SQL Server Join Algorithms
-
Posted on February 20, 2011 by Derek Dieter
-
4
If you read execution plans enough, you’ve probably realized that when SQL Server joins tables together, it uses different internal algorithms. The three algorithms are:
- Loop Join
- Merge Join
- Hash Join
These alogorithms that are used are based upon factors of the underlying data.
Merge Join
For the most part, this is the most efficient method of joining tables. As the name implies, both tables are essentially merged together, much like a zipper being zipped. It typically occurs when both tables that are being joined, are joined on keys that are presorted and contain all the same keys in both tables (for example joining a primary key with a foreign key). When one table contains keys that the other table does not have, the chance of the merge join being used is less likely.

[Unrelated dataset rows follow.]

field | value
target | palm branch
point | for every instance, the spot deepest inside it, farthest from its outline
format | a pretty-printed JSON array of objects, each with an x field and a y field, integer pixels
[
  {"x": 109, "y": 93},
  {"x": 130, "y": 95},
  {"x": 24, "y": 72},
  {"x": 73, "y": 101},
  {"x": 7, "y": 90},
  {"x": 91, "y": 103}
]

The physical profile of a merge join is very little CPU usage, and very little reads compared to other types of joins.
Loop Join
The loop join is more CPU intensive than a merge join. This join typically occurs when one worktable is quite a bit smaller than the other. As the word loop implies, the smaller table being joined is looped until it finds the matching key in the outer (larger) table. This join is most efficient when the resulting output is smaller than 5000 rows. When larger than that, the CPU and reads make the join less efficient.
Hash Join
A hash join is the least efficient of all joins, however that does not mean it is not necessary. When large tables are being joined and not all the common keys being joined exist in both sides and/or they are not sorted, this join type may be chosen. As the word Hash implies, a hash is created against all rows for the common key in each table, essentially breaking the table into approximately 7 buckets. After the table has been broken into these separate buckets, the buckets themselves are joined together resulting in a smaller comparison of a result set.
Within the Hash Join, there are 3 separate types of hash joins (In memory, Grace, and recursive). These hash joins are segragated according to how much memory is required to create them. Essentially the hash joins follow the same methodology as lock escalation. When a hash join is taking too much memory, then the next highest type of hash join is escalated to and pushes the buckets to disk.
Using Query hints for Join types
Increasingly, I do not recommend using query hints for SQL Server. With SQL Server 2000 I was more apt to use query hints. However, as the optimizer gets smarter, and the more you upgrade, you never know what the query optimizer is going to choose for the query or why it is choosing it. That being said, yes you can specify query hints for join types. To do so, see the following queries:
[cc lang=”sql”]
SELECT *
FROM Sales.SalesOrderDetail sod
INNER MERGE JOIN Sales.SalesOrderHeader soh
ON sod.SalesOrderID = soh.SalesOrderID
[/cc]
[cc lang=”sql”]
SELECT *
FROM Sales.SalesOrderDetail sod
INNER LOOP JOIN Sales.SalesOrderHeader soh
ON sod.SalesOrderID = soh.SalesOrderID
[/cc]
[cc lang=”sql”]
SELECT *
FROM Sales.SalesOrderDetail sod
INNER HASH JOIN Sales.SalesOrderHeader soh
ON sod.SalesOrderID = soh.SalesOrderID
[/cc]
- Comments (RSS)
- Trackback
- Permalink
Hi,
Good article – short and precise
one point though: for loop join, isn’t that the small table is the one that will be used for outer loop and the bigger table the inner table?
Your means of explaining the whole thing in this piece of writing is actually good, all be capable of easily be aware of it, Thanks a lot.
I loved your article, very concise!. But let me add something, and please correct me if I am wrong. MERGE JOIN requires at least one equijoin predicate and sorted inputs from both sides, this means that the merge join should be supported by indexes on both tables involved in the join operation. This is a very important limitation. Cheers
Hey Martin,
That is the way I understand it. I think we said the same thing in different ways. For the record, I never force MERGE join hints because they can easily error out if those requirements are not met. If however you can setup the two inputs with a likelihood they will utilize a merge join, that makes for a good scenario.
Hi Derek – This post is nothing short of amazing. I’ve been trying to get a query return in less than 5 seconds which normally executes for 3 mins 45 seconds. Having tried all options I could possibly think of, what the ‘inner merge join’ query hint you explained above did pull the trick for me. The query now executes in exactly one second. I’m flabbergasted. Thanks so much.
Great T C,
Glad that helped. These join types in my experience have the greatest influence on the overall execution plan generated. I’ve found lately that the queries that benefit from hinting are typically also join a lot of different tables and are complicated to the optimizer. I’m trying more to create short queries that may dump results to table vars, then join the table vars.